To a certain degree, the “relevance/importance of a boundary” is subjective. Hence an optimal or perfect summarisation is hardly attainable. It should also be mentioned that in a real-world situation, a single search run with sufficiently many boundary candidates should suffice to do both the clustering and summary extraction - which will be faster and simpler than running many times over and building an overall clustering model over the entire set of found candidates. However, the number of clusters found in each run was smaller than the total number for some SUTs, even for BCS, so the effect of execution time needs further study in the future.

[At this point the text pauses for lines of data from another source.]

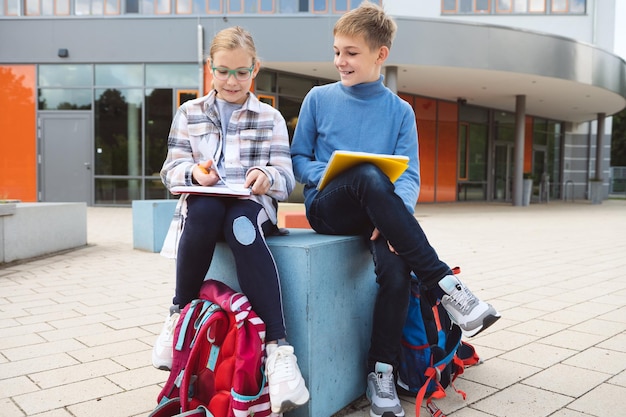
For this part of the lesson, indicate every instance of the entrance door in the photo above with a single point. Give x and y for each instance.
(66, 157)
(503, 170)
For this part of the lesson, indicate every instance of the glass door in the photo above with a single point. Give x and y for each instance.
(503, 171)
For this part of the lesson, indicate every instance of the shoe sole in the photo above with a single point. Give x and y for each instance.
(487, 322)
(386, 414)
(287, 406)
(290, 405)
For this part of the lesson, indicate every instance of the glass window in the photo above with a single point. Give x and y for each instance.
(12, 7)
(320, 6)
(537, 6)
(288, 6)
(558, 6)
(340, 6)
(117, 191)
(199, 6)
(64, 99)
(215, 6)
(163, 7)
(477, 153)
(448, 6)
(32, 7)
(266, 6)
(235, 6)
(132, 6)
(82, 7)
(265, 81)
(147, 7)
(520, 6)
(289, 107)
(119, 75)
(292, 85)
(69, 75)
(183, 6)
(483, 6)
(463, 145)
(118, 131)
(62, 7)
(159, 112)
(577, 6)
(171, 75)
(504, 6)
(112, 7)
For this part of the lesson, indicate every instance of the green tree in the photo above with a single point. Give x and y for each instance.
(618, 140)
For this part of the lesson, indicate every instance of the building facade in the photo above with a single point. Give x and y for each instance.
(502, 89)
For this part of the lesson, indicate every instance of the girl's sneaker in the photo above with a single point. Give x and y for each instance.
(286, 385)
(163, 349)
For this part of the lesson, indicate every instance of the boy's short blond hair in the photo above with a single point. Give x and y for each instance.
(369, 21)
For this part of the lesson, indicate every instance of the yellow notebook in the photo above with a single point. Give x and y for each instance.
(392, 165)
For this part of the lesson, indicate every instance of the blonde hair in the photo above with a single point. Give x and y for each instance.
(233, 38)
(370, 21)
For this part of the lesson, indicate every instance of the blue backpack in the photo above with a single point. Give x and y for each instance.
(432, 353)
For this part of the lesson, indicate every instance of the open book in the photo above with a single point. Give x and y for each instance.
(226, 190)
(392, 165)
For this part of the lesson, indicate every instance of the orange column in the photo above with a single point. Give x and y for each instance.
(447, 149)
(18, 124)
(426, 113)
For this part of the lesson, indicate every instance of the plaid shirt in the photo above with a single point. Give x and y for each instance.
(256, 139)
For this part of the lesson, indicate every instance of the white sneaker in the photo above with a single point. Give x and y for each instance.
(286, 385)
(163, 349)
(464, 308)
(381, 392)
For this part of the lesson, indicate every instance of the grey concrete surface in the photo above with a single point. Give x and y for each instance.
(76, 328)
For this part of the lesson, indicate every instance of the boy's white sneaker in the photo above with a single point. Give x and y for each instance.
(381, 392)
(286, 385)
(464, 308)
(163, 349)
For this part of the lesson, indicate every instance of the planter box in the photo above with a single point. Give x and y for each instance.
(34, 229)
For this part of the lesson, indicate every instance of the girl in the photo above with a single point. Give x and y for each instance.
(230, 136)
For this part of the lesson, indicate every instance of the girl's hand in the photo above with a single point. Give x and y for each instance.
(258, 182)
(204, 173)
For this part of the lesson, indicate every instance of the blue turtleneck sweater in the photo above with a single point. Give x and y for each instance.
(366, 117)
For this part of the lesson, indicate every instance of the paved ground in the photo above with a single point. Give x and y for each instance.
(76, 329)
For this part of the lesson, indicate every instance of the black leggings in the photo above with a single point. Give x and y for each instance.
(242, 224)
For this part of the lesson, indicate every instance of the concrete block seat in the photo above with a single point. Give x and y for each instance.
(151, 220)
(28, 230)
(328, 288)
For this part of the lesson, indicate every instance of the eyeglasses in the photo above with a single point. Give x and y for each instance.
(240, 74)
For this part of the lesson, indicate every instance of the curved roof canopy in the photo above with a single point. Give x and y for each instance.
(486, 65)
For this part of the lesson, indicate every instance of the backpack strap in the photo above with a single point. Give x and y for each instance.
(433, 373)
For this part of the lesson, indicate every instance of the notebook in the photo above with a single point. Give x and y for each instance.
(392, 165)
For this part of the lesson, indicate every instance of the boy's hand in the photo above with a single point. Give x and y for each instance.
(204, 173)
(376, 234)
(258, 182)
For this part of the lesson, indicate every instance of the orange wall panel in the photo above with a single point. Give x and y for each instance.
(18, 144)
(426, 113)
(447, 144)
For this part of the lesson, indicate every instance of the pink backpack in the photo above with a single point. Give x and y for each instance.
(219, 351)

We mitigate internal validity threats by doing pilot studies and testing our instrumentation. The screening studies helped us to identify feasible and consistent strategies for sampling candidates and clustering outputs instead of going for arbitrary choices. Encouraging was also that our method revealed a fault in our implementation of the BMI value function (Table 13)¹⁷ Regarding verifying the search procedure and system itself, we use automated unit tests in Julia to mitigate faults in our implementation (https://docs.julialang.org/en/v1/stdlib/Test/#Basic-Unit-Tests).

Lastly, our results cannot be generalised beyond the scope of our experimental study, i.e., finding boundaries for unit-level SUTs that take integers as input. On the one hand, various aspects in AutoBVA indicate it might be generally applicable, such as the concept of the program derivative and its basis on string distances rather than type-specific distance function. However, more general test data generation algorithms, mutation operators, and distance functions will need to be experimented with to increase the external validity.